According to local media, the source of the controversy comes from a February 20 incident in Yekaterinburg in which a 15-year-old girl committed suicide by jumping out of the 13th story window of her home. Police found a note in the room she jumped from that read "I can't live anymore," along with four volumes of the Death Note manga. At the time, police investigated if there was any connection between the suicide and the manga.
The manga series has previously been banned in several Chinese schools in 2005 and 2007. Also in 2007, a Tawanese educational bureau asked teachers to be on the lookout for "negative influences" caused by the manga series, but no ban was put in place. In 2010, New Mexico's Albuquerque Public Schools held a hearing about banning the series, but the ban failed the vote.
In February 2012, the international radio broadcast service The Voice of Russia posted an article that discussed a possible link between anime and a recent wave of suicides among young people in Russia. In the ten days prior to the original article's posting, six junior high school students committed suicide in Russia.

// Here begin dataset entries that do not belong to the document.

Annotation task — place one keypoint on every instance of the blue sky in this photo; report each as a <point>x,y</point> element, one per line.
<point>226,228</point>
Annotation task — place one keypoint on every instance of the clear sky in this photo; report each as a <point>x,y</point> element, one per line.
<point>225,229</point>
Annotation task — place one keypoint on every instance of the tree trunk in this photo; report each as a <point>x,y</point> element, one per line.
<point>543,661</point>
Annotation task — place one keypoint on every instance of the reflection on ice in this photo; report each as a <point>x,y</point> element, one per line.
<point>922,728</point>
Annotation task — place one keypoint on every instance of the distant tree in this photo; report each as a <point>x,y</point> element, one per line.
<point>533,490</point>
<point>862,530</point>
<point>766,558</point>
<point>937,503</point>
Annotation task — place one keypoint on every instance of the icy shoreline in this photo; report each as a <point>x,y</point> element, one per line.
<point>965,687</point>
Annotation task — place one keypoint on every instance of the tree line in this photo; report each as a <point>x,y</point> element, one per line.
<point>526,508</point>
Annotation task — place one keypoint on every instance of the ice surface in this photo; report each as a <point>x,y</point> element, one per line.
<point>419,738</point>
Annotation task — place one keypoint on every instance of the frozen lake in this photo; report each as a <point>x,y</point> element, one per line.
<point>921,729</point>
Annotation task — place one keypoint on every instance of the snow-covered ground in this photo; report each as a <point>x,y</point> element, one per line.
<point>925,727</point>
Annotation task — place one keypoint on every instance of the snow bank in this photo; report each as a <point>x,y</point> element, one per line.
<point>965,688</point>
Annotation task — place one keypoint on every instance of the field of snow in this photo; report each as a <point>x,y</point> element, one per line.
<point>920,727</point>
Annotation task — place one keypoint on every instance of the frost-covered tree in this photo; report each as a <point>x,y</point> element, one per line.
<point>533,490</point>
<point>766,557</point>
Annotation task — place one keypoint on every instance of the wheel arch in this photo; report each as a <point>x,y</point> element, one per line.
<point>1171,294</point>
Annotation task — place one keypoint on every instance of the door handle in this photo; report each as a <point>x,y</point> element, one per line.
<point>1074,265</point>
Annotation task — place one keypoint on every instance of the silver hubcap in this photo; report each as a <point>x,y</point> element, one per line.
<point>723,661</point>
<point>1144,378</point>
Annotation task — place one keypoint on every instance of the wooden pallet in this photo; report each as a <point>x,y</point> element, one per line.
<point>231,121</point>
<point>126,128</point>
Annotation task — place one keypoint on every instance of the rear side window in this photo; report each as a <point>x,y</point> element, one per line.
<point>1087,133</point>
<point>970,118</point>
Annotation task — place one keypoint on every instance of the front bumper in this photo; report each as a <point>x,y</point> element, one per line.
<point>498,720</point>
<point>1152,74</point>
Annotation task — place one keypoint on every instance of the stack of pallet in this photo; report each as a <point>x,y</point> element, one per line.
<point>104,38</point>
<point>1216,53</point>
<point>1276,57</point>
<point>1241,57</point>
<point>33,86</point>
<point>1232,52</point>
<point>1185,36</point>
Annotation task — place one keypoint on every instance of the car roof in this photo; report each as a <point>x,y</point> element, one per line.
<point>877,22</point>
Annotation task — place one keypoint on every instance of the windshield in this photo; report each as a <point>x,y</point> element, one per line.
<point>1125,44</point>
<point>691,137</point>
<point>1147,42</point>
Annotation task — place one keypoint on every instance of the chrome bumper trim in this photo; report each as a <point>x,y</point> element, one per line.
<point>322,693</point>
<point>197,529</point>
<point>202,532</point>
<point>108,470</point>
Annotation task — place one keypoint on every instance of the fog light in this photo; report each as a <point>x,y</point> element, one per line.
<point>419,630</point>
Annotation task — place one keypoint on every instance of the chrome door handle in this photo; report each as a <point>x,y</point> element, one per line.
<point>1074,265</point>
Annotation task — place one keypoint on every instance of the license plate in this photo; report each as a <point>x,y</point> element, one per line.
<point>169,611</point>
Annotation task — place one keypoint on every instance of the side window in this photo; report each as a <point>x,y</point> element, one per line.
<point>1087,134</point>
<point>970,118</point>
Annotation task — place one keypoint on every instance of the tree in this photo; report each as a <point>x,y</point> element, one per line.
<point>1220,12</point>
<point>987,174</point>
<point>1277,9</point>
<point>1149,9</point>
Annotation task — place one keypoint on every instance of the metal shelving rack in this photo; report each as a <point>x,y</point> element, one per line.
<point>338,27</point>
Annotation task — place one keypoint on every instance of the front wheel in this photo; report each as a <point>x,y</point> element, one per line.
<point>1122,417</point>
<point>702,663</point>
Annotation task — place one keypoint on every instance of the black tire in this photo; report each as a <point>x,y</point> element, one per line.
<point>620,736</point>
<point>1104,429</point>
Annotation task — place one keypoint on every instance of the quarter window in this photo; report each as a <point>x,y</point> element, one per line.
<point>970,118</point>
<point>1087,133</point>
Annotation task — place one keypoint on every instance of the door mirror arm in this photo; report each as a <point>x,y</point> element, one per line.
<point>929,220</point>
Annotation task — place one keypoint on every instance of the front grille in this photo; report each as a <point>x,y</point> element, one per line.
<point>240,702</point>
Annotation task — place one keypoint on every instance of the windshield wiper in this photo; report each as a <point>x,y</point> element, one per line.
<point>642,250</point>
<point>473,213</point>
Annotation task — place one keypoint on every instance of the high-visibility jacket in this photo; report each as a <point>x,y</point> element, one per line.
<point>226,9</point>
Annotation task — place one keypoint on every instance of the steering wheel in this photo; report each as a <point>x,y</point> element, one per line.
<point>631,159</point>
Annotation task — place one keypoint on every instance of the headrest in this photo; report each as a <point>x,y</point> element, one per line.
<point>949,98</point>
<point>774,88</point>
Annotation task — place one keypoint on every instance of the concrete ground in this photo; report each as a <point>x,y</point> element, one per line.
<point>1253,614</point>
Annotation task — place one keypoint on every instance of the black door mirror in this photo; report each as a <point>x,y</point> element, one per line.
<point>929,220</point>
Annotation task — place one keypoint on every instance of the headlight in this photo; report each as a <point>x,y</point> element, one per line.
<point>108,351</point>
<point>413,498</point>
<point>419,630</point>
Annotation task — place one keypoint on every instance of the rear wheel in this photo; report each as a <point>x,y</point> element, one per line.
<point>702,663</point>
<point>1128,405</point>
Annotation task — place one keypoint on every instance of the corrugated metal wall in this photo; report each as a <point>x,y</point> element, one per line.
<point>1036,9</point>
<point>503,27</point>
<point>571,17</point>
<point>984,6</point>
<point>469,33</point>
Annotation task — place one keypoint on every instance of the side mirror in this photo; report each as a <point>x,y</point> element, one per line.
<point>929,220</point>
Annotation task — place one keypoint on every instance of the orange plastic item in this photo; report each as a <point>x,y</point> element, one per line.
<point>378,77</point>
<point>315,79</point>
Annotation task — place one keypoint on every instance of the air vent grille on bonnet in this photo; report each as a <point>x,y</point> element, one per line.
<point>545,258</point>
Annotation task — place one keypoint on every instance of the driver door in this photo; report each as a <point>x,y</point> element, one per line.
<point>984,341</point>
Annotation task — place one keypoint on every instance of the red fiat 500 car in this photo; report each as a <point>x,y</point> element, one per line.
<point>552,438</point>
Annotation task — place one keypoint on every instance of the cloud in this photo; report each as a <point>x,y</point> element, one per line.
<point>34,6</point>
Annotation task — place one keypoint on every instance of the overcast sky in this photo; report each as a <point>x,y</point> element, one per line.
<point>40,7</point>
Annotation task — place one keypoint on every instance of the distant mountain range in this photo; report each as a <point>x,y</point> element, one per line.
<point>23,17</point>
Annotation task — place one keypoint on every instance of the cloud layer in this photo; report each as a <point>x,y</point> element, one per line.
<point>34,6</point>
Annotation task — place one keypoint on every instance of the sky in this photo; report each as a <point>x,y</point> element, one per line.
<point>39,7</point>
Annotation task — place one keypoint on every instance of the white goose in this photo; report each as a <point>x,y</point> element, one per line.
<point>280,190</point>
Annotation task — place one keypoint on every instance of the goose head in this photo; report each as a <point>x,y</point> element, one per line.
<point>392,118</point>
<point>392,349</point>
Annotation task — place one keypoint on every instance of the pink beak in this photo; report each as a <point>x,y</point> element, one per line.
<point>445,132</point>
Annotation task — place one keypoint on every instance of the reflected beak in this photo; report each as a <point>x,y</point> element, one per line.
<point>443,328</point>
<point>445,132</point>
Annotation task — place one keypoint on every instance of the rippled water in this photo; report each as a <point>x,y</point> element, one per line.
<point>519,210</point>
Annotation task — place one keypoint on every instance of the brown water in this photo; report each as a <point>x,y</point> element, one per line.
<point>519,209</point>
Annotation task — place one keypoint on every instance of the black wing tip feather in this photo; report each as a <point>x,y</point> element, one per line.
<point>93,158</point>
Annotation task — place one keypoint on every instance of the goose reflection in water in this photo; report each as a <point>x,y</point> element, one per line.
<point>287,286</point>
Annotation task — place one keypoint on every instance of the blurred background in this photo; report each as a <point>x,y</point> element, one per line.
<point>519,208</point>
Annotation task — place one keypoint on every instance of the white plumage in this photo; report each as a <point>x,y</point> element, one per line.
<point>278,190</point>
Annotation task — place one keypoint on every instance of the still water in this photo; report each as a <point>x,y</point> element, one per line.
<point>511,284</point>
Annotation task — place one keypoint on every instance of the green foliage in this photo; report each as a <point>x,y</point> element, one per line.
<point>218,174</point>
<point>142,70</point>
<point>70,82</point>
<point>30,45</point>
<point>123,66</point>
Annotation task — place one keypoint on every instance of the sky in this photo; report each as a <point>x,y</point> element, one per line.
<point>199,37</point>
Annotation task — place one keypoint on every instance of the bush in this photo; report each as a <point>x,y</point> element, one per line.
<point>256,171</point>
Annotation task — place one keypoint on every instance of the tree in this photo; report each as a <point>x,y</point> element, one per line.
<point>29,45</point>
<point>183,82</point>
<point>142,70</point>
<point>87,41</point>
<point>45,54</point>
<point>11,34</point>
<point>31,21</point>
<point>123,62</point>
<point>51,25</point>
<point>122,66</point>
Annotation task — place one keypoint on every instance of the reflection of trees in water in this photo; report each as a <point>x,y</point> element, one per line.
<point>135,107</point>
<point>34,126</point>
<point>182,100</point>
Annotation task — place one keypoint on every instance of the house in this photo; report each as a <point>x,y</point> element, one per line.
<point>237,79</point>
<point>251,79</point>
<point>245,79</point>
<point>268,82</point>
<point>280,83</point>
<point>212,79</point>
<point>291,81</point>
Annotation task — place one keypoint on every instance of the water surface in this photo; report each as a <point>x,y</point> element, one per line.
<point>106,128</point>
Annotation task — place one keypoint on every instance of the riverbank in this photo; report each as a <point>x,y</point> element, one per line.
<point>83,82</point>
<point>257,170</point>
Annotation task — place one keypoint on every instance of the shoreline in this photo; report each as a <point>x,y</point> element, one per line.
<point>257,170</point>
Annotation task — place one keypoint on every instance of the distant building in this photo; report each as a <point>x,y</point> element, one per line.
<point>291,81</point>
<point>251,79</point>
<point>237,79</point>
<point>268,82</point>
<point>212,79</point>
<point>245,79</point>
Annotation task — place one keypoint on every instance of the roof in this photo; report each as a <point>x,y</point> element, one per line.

The article noted that most of them had a strong interest in Japanese anime while they came from good families and received good grades.
In November 2012, the British tabloid newspaper Daily Mail reported that a 14-year-old Russian boy committed suicide after seeing a character in the Naruto Shippūden anime die.
UNICEF and The New York Times reports that Russia has the third highest rate — 22 per 100,000 — of teenage suicide after Belarus and Kazakhstan.